Migranti, un fenomeno sempre più al femminile. Con quali implicazioni sanitarie?


immagine donne straniereARS NEWS - 08/03/2013
In tutto il mondo i flussi migratori interessano in maniera sempre più massiccia l’universo femminile.  Anche in Italia, mentre all’inizio degli anni ’90 le donne straniere non raggiungevano le 300 mila unità, alla fine del 2010 le donne residenti con nazionalità straniera superano i  2 milioni e 300 mila, cioè il 51,8% del totale degli stranieri (dati Dossier Caritas/Migrantes 2012).

Immigrazione femminile in Italia: alcune caratteristiche socio-demografiche
Le donne sono presenti in misura maggiore tra gli immigrati dell’Est Europa, dell’Ex-Unione Sovietica e del Brasile (dove raggiungono fino al 70% del totale).  Risiedono soprattutto al  Nord (64%) e al Centro (22%), e lavorano nel settore dei servizi come collaboratrici domestiche o assistenti domiciliari. I  ricongiungimenti familiari rimangono la prima causa dell’immigrazione femminile (in particolare per le donne provenienti da Asia ed Africa). Sono comunque sempre di più le donne straniere cosiddette “primomigranti” (breadwinner o “apripista”), che arrivano da sole in Italia e attivano a loro volta catene migratorie al femminile o familiari, oppure si assumono l’onere di inviare rimesse economiche per sostenere la famiglia nel paese di origine. Di particolare rilievo anche la presenza delle donne rifugiate o richiedenti asilo o delle vittime della tratta e dello sfruttamento della prostituzione, che presentano profili di vulnerabilità  legati alla loro esperienza migratoria.

Implicazioni sanitarie: quadro generale italiano su salute riproduttiva e materno-infantile delle immigrate
Il processo di femminilizzazione dei flussi migratori e la conseguente concentrazione di donne in età fertile portano in primo piano le questioni sanitarie, in particolare quella della salute riproduttiva e materno-infantile.
Con una media di 2,13 figli ciascuna, le donne straniere contribuiscono in modo significativo a invertire il trend del calo demografico della popolazione italiana. Aumenta quindi sempre più l’attenzione per la tutela della maternità tra le immigrate che partoriscono in Italia. Le immigrate hanno infatti maggiore difficoltà a fruire dei servizi a disposizione nel percorso nascita e a cogliere le opportunità di salute e assistenza nel periodo della gravidanza e del post-partum, nonostante facciano riferimento al consultorio più che le donne italiane. Le immigrate fanno anche maggior ricorso all’interruzione volontaria di gravidanza (Ivg). Questo mette in luce la necessità di promuovere informazioni e servizi che siano di supporto alle donne straniere nelle scelte di procreazione consapevole, data le difficoltà che queste incontrano nell’orientarsi e nell’utilizzare correttamente la contraccezione. Per una reale inclusione sociale delle donne immigrate i servizi e le politiche sono quindi chiamati a impegnarsi a rafforzare l’intero ambito della salute riproduttiva e della prevenzione.  
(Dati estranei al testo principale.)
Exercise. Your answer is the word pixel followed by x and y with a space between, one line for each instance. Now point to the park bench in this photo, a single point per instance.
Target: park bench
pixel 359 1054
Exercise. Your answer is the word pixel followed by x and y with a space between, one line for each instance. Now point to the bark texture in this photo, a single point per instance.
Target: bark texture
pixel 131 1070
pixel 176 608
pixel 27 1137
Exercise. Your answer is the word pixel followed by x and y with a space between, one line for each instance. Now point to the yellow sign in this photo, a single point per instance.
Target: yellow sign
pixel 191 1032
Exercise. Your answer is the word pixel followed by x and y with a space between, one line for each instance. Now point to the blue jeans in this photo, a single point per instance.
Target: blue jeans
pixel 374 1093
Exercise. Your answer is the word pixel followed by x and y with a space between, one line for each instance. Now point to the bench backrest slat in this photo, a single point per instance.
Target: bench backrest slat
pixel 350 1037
Alcuni dati su salute riproduttiva e materno-infantile delle immigrate in Toscana
In Toscana nel 2011 i parti da donne straniere raggiungono il 26,1% del totale:  il numero in 10 anni è più che raddoppiato (erano 3.473 nel 2001 e sono arrivati a 8.267 nel 2011). Il 95,6% delle madri straniere proviene dai paesi a forte pressione migratoria (straniere PFPM). Rispetto a quelle italiane, le madri straniere PFPM sono più giovani (hanno un’età media di 28,2 anni contro i 33,2 delle italiane), sono meno scolarizzate (il 56,1% di loro ha al massimo la licenza media inferiore, rispetto al 19,1% delle italiane) ed  una buona proporzione di loro non è alla prima gravidanza (46,6% rispetto al 55,2% delle italiane).
In Toscana le donne straniere in gravidanza sono seguite nel 66% dei casi dai consultori.  E’ migliorato il quadro della loro assistenza in gravidanza: la percentuale delle straniere PFPM che effettuano la prima visita dopo la 12a settimana  è scesa al 4,0%, mentre “solo” il 3,4% non effettua alcuna visita. Anche la percentuale delle donne straniere PFPM che esegue meno delle tre ecografie previste gratuitamente dal protocollo regionale è scesa al 17,8%, quota comunque ancora considerevole. L’analisi degli esiti del parto evidenzia un maggior rischio di dare alla luce neonati prematuri, rischio che riguarda però solo alcune etnie. Infine, risulta un  maggior rischio di aborti volontari tra la popolazione straniera: le  interruzioni volontarie di gravidanza in Toscana riguardano nel 2011 per il 44% le donne straniere, che presentano un tasso di abortività quadruplo rispetto a quello delle donne italiane.